The CKPs holds the varna rank of Kshatriya. They performed three "vedic karmas"(studying vedas, fire sacrifice, giving alms) as opposed to full("Shatkarmi") Brahmins who performed six vedic duties which also include accepting gifts, teaching Vedas to other and performing vedic rites for others. They also followed rituals, like the sacred thread (Janeu) ceremony, the observation of the period of mourning and seclusion by person of a deceased's lineage by the CKPs has traditionally been for 10 days although Kshatriyas generally observe it for 12 days. Educationally and professionally, 20th century research showed that the Saraswat, CKP, Deshastha and Chitpawan were quite similar.
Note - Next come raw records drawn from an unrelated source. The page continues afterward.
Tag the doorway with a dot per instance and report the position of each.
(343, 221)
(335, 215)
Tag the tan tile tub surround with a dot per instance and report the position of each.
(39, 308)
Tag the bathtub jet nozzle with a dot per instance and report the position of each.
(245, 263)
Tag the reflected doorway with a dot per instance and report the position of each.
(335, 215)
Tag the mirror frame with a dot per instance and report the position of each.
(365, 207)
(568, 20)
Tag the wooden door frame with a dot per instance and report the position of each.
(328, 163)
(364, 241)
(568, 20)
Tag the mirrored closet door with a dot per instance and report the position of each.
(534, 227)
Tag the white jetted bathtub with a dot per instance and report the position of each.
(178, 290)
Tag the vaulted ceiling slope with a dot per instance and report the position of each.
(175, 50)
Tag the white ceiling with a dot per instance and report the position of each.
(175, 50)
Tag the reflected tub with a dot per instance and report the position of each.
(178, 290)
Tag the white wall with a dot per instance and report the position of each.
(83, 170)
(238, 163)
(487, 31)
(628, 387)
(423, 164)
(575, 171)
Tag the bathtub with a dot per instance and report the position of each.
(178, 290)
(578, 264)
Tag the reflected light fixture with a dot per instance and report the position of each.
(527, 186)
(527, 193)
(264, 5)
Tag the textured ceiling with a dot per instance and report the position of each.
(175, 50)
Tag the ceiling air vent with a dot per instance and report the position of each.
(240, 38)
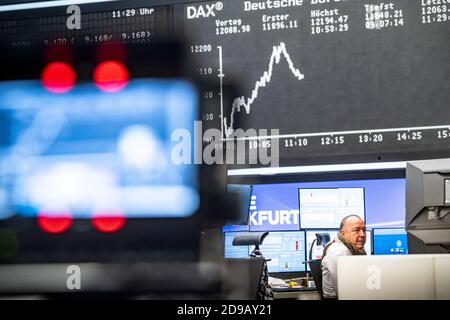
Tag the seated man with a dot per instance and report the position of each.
(350, 241)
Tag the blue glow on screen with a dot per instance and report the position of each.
(87, 151)
(390, 241)
(275, 207)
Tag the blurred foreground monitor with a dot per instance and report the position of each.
(98, 170)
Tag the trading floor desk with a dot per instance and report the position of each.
(296, 293)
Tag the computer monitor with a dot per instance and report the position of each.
(90, 163)
(244, 193)
(231, 251)
(285, 251)
(390, 241)
(428, 206)
(317, 251)
(324, 208)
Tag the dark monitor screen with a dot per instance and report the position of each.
(285, 251)
(231, 251)
(390, 241)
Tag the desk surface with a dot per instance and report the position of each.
(296, 293)
(300, 289)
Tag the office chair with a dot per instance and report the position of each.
(265, 291)
(315, 265)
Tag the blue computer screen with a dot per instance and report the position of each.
(88, 152)
(326, 207)
(390, 241)
(275, 207)
(285, 251)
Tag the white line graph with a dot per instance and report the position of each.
(278, 52)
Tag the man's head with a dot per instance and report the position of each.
(353, 229)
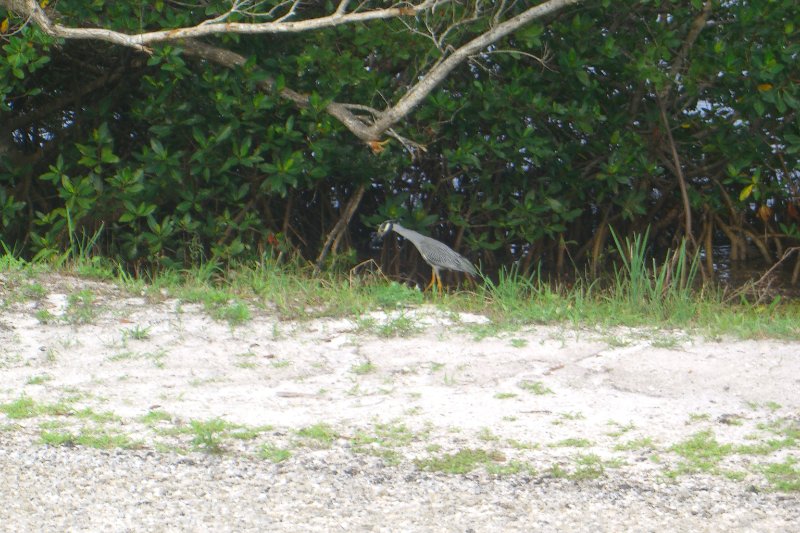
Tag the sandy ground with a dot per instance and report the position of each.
(544, 396)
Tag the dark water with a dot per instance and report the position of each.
(736, 274)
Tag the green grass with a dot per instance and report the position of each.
(273, 453)
(535, 387)
(91, 439)
(461, 462)
(317, 436)
(366, 367)
(639, 292)
(81, 307)
(209, 434)
(784, 476)
(38, 380)
(700, 453)
(22, 407)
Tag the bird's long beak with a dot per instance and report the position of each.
(377, 239)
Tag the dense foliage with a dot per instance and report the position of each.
(638, 110)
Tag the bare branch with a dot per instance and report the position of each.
(369, 124)
(438, 73)
(140, 41)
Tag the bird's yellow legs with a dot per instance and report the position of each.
(435, 278)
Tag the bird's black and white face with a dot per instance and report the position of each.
(385, 228)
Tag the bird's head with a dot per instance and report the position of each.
(383, 230)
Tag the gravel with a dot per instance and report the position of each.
(83, 489)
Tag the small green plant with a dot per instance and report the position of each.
(460, 462)
(44, 316)
(318, 435)
(208, 434)
(536, 387)
(621, 429)
(81, 307)
(273, 453)
(22, 407)
(701, 453)
(644, 443)
(155, 416)
(486, 435)
(588, 466)
(784, 476)
(400, 326)
(235, 313)
(505, 395)
(364, 368)
(136, 333)
(573, 443)
(38, 380)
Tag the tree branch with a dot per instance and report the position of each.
(368, 128)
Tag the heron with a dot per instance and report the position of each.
(437, 254)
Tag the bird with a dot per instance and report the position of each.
(437, 254)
Researcher and professor Dr.Neela Dabir sums it up as follows "In Maharashtra for instance, the family norms among the Saraswat Brahmins and CKPs were similar to those of the Marathi Brahmins". However, she also criticizes these communities by concluding that until the 20th century, the Marathi Brahmin, CKP and Saraswat Brahmin communities, due to their upper-caste ritualistic norms, traditionally discouraged widow remarriage. This resulted in distress in the lives of widows from these castes as opposed to widows from other Marathi Hindu castes.

They worship Ganesh, Vishnu and other Hindu gods. Some CKPs may also be devotees of the religious swamis from their own caste – Ram Maruti Maharaj(Deshpande) and "Gajanan Maharaj (Gupte)", who took samadhis at Kalyan (in 1919) and Nasik (in 1946) respectively. (Note: quote from page 14: Rubbing shoulders with the portraits of the Gods and Goddesses would be pictures of Ram Maruti Maharaj or Gajanan Maharaj(both CKP Swamis, whose samadhis are at Kalyan and Nasik respectively)....Almost every C K.P home will have either a coloured or a black-and-white portrait of Sai Baba of Shirdi...) Many CKP clans have Ekvira temple at Karle as their family deity whereas others worship Vinzai, Kadapkarin, Janani as their family deity.

CKPs have had a progressive attitude regarding female education compared to other communities. For example, Dr. Christine Dobbin's research concludes that the educationally advanced communities in the 1850s – the CKPS, Pathare Prabhus, Saraswats, Daivadnya and the Parsis were the first communities in the Bombay Presidency that allowed female education.